Add OAI image token count logic (#518)

2025-12-02 10:00:03 +00:00 · 2024-09-18 21:21:09 +10:00 · 2024-09-18 21:21:09 +10:00 · c60a60e3c9
commit c60a60e3c9
parent 53aabb88cb
2 changed files with 117 additions and 11 deletions
--- a/python/packages/autogen-core/src/autogen_core/components/models/_openai_client.py
+++ b/python/packages/autogen-core/src/autogen_core/components/models/_openai_client.py
@ -2,6 +2,7 @@ import asyncio
 import inspect
 import json
 import logging
 import math
 import re
 import warnings
 from typing import (
@ -206,6 +207,55 @@ def to_oai_type(message: LLMMessage) -> Sequence[ChatCompletionMessageParam]:
        return tool_message_to_oai(message)
 def calculate_vision_tokens(image: Image, detail: str = "auto") -> int:
    MAX_LONG_EDGE = 2048
    BASE_TOKEN_COUNT = 85
    TOKENS_PER_TILE = 170
    MAX_SHORT_EDGE = 768
    TILE_SIZE = 512
    if detail == "low":
        return BASE_TOKEN_COUNT
    width, height = image.image.size
    # Scale down to fit within a MAX_LONG_EDGE x MAX_LONG_EDGE square if necessary
    if width > MAX_LONG_EDGE or height > MAX_LONG_EDGE:
        aspect_ratio = width / height
        if aspect_ratio > 1:
            # Width is greater than height
            width = MAX_LONG_EDGE
            height = int(MAX_LONG_EDGE / aspect_ratio)
        else:
            # Height is greater than or equal to width
            height = MAX_LONG_EDGE
            width = int(MAX_LONG_EDGE * aspect_ratio)
    # Resize such that the shortest side is MAX_SHORT_EDGE if both dimensions exceed MAX_SHORT_EDGE
    aspect_ratio = width / height
    if width > MAX_SHORT_EDGE and height > MAX_SHORT_EDGE:
        if aspect_ratio > 1:
            # Width is greater than height
            height = MAX_SHORT_EDGE
            width = int(MAX_SHORT_EDGE * aspect_ratio)
        else:
            # Height is greater than or equal to width
            width = MAX_SHORT_EDGE
            height = int(MAX_SHORT_EDGE / aspect_ratio)
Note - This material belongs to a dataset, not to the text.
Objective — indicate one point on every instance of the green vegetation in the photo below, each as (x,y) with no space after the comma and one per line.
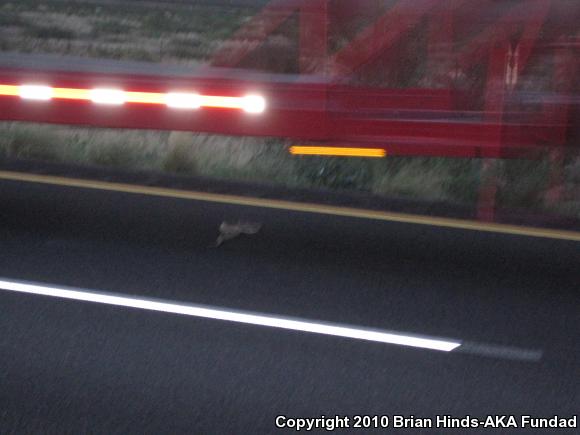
(523,184)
    # Calculate the number of tiles based on TILE_SIZE
    tiles_width = math.ceil(width / TILE_SIZE)
    tiles_height = math.ceil(height / TILE_SIZE)
    total_tiles = tiles_width * tiles_height
    # Calculate the total tokens based on the number of tiles and the base token count
    total_tokens = BASE_TOKEN_COUNT + TOKENS_PER_TILE * total_tiles
    return total_tokens
 def _add_usage(usage1: RequestUsage, usage2: RequestUsage) -> RequestUsage:
    return RequestUsage(
        prompt_tokens=usage1.prompt_tokens + usage2.prompt_tokens,
@ -604,15 +654,37 @@ class BaseOpenAIChatCompletionClient(ChatCompletionClient):
                for key, value in oai_message_part.items():
                    if value is None:
                        continue
-                    if not isinstance(value, str):
+
-                        try:
+                    if isinstance(message, UserMessage) and isinstance(value, list):
-                            value = json.dumps(value)
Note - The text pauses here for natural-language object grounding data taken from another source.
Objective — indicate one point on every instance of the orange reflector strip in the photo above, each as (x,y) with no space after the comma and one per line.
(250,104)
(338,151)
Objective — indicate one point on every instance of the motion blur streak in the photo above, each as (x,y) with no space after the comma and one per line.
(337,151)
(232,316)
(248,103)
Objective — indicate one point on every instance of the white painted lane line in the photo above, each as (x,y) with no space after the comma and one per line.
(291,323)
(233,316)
+                        typed_message_value = cast(List[ChatCompletionContentPartParam], value)
-                        except TypeError:
+
-                            trace_logger.warning(f"Could not convert {value} to string, skipping.")
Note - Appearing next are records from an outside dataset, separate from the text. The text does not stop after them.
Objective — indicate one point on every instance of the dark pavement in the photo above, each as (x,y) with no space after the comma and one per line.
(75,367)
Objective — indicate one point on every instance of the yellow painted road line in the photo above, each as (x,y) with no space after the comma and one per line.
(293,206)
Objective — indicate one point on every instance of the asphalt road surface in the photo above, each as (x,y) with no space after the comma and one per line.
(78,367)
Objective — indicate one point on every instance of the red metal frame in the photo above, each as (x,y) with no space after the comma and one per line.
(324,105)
+                        assert len(typed_message_value) == len(
-                            continue
+                            message.content
-                    num_tokens += len(encoding.encode(value))
+                        ), "Mismatch in message content and typed message value"
-                    if key == "name":
+
-                        num_tokens += tokens_per_name
+                        # We need image properties that are only in the original message
                        for part, content_part in zip(typed_message_value, message.content, strict=False):
                            if isinstance(content_part, Image):
                                # TODO: add detail parameter
                                num_tokens += calculate_vision_tokens(content_part)
                            elif isinstance(part, str):
                                num_tokens += len(encoding.encode(part))
                            else:
                                try:
                                    serialized_part = json.dumps(part)
                                    num_tokens += len(encoding.encode(serialized_part))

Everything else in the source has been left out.